Recent phase I and small-scale trials including children with established RELI also suggest vocabulary development as a promising intervention. Direct teaching of vocabulary was effective with four children aged 10 to 11 years (Easton et al.63) and two children aged 8 to 9 years using criterion-referenced measures,64 and as effective as narrative intervention in developing language skills with a cohort of 54 secondary school children with RELI.65‘Traditional’ therapy including vocabulary teaching was as effective at encouraging eight children over 8 years old with severe RELI to use a mental visualization strategy to aid their comprehension of oral narratives.66 Interestingly, mental imagery training itself produced a significant improvement in the responses of children with RELI to literal questions about a short narrative.66 Furthermore, a small-scale RCT found that developing semantic definitions of verbs was as effective as syntactic–semantic shape coding on criterion-referenced measures of verb argument structure for 27 children aged 11 to 16 years with severe RELI attending a specialist residential school.67
In the case of young preschool children, Camarata et al.68 found that a treatment group of 21 children with an mean age of 31 months with RELI made significantly greater gains in receptive language in response to an intervention focused on expressive grammar than a randomly allocated comparison group of six children (mean age 37.6mo; p<0.05, SES 1.07). The intervention consisted of twice-weekly individual sessions of an hour for 12 weeks using imitation, modelling, and conversational re-casting approaches targeted on improving production of grammar.
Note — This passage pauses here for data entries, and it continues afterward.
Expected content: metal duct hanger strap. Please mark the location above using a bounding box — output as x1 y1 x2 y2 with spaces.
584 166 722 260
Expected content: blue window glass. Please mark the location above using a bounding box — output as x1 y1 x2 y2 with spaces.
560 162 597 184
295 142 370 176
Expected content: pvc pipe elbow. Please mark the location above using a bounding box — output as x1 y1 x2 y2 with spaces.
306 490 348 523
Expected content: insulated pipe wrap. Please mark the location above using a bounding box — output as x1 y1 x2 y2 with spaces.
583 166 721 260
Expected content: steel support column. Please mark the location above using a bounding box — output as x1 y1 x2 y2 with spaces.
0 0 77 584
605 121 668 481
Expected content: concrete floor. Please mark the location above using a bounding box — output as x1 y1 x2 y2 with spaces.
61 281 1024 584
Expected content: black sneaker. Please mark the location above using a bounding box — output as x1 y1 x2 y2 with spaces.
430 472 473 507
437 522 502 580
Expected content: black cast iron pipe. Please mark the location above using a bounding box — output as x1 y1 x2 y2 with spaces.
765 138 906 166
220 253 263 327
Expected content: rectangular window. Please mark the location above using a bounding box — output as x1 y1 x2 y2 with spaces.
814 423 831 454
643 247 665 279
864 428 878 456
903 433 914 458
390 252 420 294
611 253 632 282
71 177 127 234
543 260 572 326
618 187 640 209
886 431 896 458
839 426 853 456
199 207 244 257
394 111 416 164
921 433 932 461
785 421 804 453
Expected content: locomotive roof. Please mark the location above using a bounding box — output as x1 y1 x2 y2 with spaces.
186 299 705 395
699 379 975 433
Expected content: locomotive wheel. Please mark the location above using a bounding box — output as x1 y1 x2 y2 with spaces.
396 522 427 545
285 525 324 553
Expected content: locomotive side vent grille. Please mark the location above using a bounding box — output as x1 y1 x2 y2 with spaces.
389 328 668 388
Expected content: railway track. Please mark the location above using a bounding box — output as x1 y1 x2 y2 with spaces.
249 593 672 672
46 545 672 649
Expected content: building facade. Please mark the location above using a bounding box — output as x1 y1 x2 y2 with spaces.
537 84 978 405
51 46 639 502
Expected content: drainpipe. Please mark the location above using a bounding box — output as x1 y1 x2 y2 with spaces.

Further investigation of such transfer effects with young children would be of interest, although it should be noted that the eligibility criteria of 1SD below expected levels on standardized measures of both expressive and receptive language would have resulted in the recruitment of some children with less severe levels of impairment. It is also unclear to what extent these problems are likely to persist over time.
Mapping practice onto theory
The extent to which professional practice with children with RELI maps on to underlying theory has been investigated in a recent survey of qualified SLTs in the UK, focusing on practice with children aged 5 to 11 years.69 The findings revealed that children with RELI are seen as a priority and receive extensive services that reflect diverse practice. This includes interventions targeted on specific deficits or based upon published programmes/frameworks for practice, behavioural approaches to teaching vocabulary, and sentence comprehension. Meta-cognitive activities (e.g. training to think about communication) were widely used, in particular with older children: nearly 80% of all activities reported with those aged 11 years compared with some 20% of reported activities for those aged 5 years. Underlying theory did not appear to be regarded as important for informing intervention, and SLTs placed more emphasis on the presenting problems associated with the child’s deficit. This begs the question of the use of current theory for informing interventions and of the effectiveness of disseminating research findings to practitioners. However, the low number of respondents (n=56) should be noted.